ANDERSON AC DAS RUAS PARA A ACADEMIA E GALERIAS

O artista Anderson AC falando da sua arte.

O artista Anderson AC é um dos novos nomes da arte baiana que trafega em várias linguagens como a pintura, graffiti, colagem, fotografia digital, vídeo e a arte postal. Fez nos últimos anos uma série de trabalhos focados nas imagens e documentos familiares, e nas lembranças de suas vivências no bairro onde residia com seus pais. Este arcabouço lhe serve para reflexões e posicionamentos que transfere para sua arte, a qual efetivamente tem um forte conteúdo de contestação dessa realidade que vivemos  de exclusão social. É uma pessoa de fácil diálogo que se expressa com clareza sobre seus objetivos e o seu papel de artista dentro desta sociedade que vive em constante transformação. Não fica esperando as coisas acontecerem, ao contrário, Anderson AC faz as coisas acontecerem. Criou em 2015 a Pinacoteca do Beiru onde instalou seu ateliê e toca um projeto com o objetivo de aproximar a comunidade local com as artes visuais. Ele vem compartilhando o espaço e o seu conhecimento de quinze anos de estrada de artista visual com os moradores, especialmente com os jovens. O espaço ainda não está totalmente construído, mas o Anderson AC na medida do possível vai trabalhando para a realização deste seu sonho. A Pinacoteca fica localizada na rua Direta de Tancredo Neves, no fim da Estrada das Barreiras, em Salvador. O bairro do Beiru é um dos mais populosos da Cidade e compõe uma área onde residem muitos trabalhadores de múltiplas atividades tanto fabris como de serviços. 
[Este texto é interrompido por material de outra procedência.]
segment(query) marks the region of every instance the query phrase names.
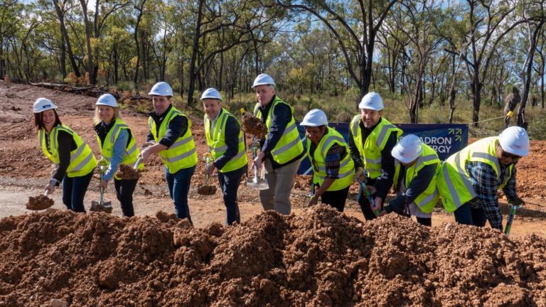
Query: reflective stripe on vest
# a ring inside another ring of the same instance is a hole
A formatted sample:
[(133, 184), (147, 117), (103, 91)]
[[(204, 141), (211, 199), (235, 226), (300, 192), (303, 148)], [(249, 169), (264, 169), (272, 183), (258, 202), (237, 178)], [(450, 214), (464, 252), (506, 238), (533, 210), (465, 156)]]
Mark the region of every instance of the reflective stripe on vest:
[[(275, 97), (275, 99), (270, 102), (273, 104), (269, 108), (267, 114), (267, 118), (265, 120), (265, 126), (269, 132), (272, 124), (272, 117), (274, 113), (275, 107), (279, 104), (284, 104), (290, 108), (291, 118), (290, 122), (284, 129), (280, 139), (275, 145), (273, 150), (271, 151), (271, 156), (275, 162), (279, 164), (286, 163), (304, 152), (304, 144), (299, 139), (299, 133), (296, 126), (296, 119), (294, 118), (294, 108), (282, 101), (280, 98)], [(254, 107), (254, 114), (256, 117), (262, 119), (262, 112), (259, 112), (259, 102), (257, 103)], [(266, 136), (266, 139), (267, 136)]]
[[(122, 129), (127, 130), (129, 141), (125, 146), (125, 152), (123, 154), (123, 156), (121, 157), (121, 164), (133, 167), (138, 159), (140, 151), (136, 148), (136, 142), (135, 141), (132, 134), (130, 132), (129, 126), (127, 126), (122, 119), (119, 118), (115, 119), (114, 126), (110, 129), (110, 131), (108, 131), (108, 134), (105, 138), (105, 144), (102, 144), (100, 138), (98, 135), (97, 136), (97, 141), (99, 143), (99, 149), (100, 149), (102, 158), (108, 161), (108, 163), (111, 163), (114, 156), (114, 144), (115, 144), (116, 140), (117, 140), (119, 133)], [(140, 163), (138, 168), (140, 170), (144, 169), (144, 163)], [(117, 173), (114, 175), (114, 178), (117, 180), (121, 179), (117, 176)]]
[(360, 114), (353, 117), (350, 121), (350, 133), (353, 134), (355, 145), (358, 149), (360, 159), (364, 163), (364, 168), (368, 176), (375, 179), (381, 176), (381, 151), (383, 151), (390, 134), (395, 132), (398, 139), (402, 135), (402, 130), (382, 117), (379, 124), (363, 142), (360, 126), (361, 118)]
[[(208, 145), (210, 154), (212, 154), (214, 160), (223, 156), (225, 151), (228, 150), (228, 145), (225, 144), (225, 125), (228, 122), (228, 119), (230, 117), (232, 117), (237, 120), (232, 114), (228, 112), (225, 109), (222, 108), (216, 125), (214, 127), (214, 131), (212, 131), (211, 135), (210, 126), (212, 123), (208, 119), (208, 117), (207, 117), (207, 115), (205, 115), (205, 136), (207, 139), (207, 144)], [(242, 139), (242, 132), (240, 129), (239, 129), (238, 132), (239, 141), (237, 143), (237, 153), (233, 158), (230, 159), (225, 165), (224, 165), (222, 169), (220, 170), (222, 173), (239, 169), (248, 163), (248, 159), (247, 158), (245, 149), (245, 140)]]
[[(164, 164), (170, 173), (175, 173), (182, 168), (188, 168), (197, 164), (197, 151), (193, 136), (191, 134), (191, 121), (188, 117), (183, 114), (174, 107), (171, 107), (168, 112), (165, 115), (165, 119), (159, 126), (159, 131), (156, 129), (156, 122), (153, 118), (148, 119), (148, 125), (150, 131), (154, 136), (154, 140), (158, 143), (167, 132), (171, 121), (177, 116), (184, 117), (188, 120), (188, 129), (184, 135), (181, 136), (168, 149), (159, 151), (159, 156), (163, 160)], [(158, 133), (159, 132), (159, 133)]]
[(93, 152), (89, 146), (83, 141), (80, 136), (67, 126), (57, 125), (51, 130), (49, 135), (50, 153), (48, 151), (46, 144), (45, 130), (40, 129), (38, 134), (38, 141), (43, 154), (52, 162), (57, 165), (59, 164), (59, 151), (57, 140), (59, 131), (64, 131), (70, 134), (76, 144), (76, 149), (70, 152), (70, 163), (66, 170), (66, 175), (70, 178), (73, 178), (88, 174), (97, 166), (97, 160), (95, 160)]
[(315, 183), (321, 185), (326, 178), (326, 156), (330, 148), (336, 144), (346, 149), (346, 156), (340, 161), (338, 178), (330, 185), (327, 190), (339, 190), (347, 188), (353, 183), (355, 173), (355, 164), (349, 154), (349, 148), (343, 137), (332, 128), (327, 127), (326, 134), (318, 143), (313, 156), (311, 156), (311, 140), (307, 139), (307, 154), (311, 159), (314, 171), (314, 181)]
Graffiti feito por Anderson AC na Estrada
do Coco, Litoral Norte da Bahia, em 2017.
O artista Anderson AC começou, a exemplo de muitos jovens oriundos dos bairros de periferia, a pichar os muros e fachadas de imóveis abandonados ou subutilizados da Cidade. Era para ele a maneira de ter uma visibilidade pela sociedade. Disse que se orgulhava ao ver a sua caligrafia ali gravada mostrando a sua presença. Da pichação solitária passou a se juntar com outros pichadores. Se reuniam na Ladeira de São João, no bairro do Beiru, local que denominaram de Gotham City. Ali discutiam e escolhiam os locais a serem pichados, e saíam em grupo cada um deixando por onde passava a sua marca. Esses registros para Anderson AC trazem uma significância de protesto, uma linguagem política. Esta fase da pichação durou de 1990 a 1995. Da pichação chegou ao graffiti nos anos 2000, e se juntou ao coletivo 071 Crew fazendo várias intervenções nos muros e fachadas de imóveis de Salvador. Este período em que pichou e grafitou deixou nele alguns traumas resultantes de episódios que vivenciou quando foi flagrado algumas vezes por policiais, e isto certamente reflete no seu discurso poético e em sua arte até os dias de hoje.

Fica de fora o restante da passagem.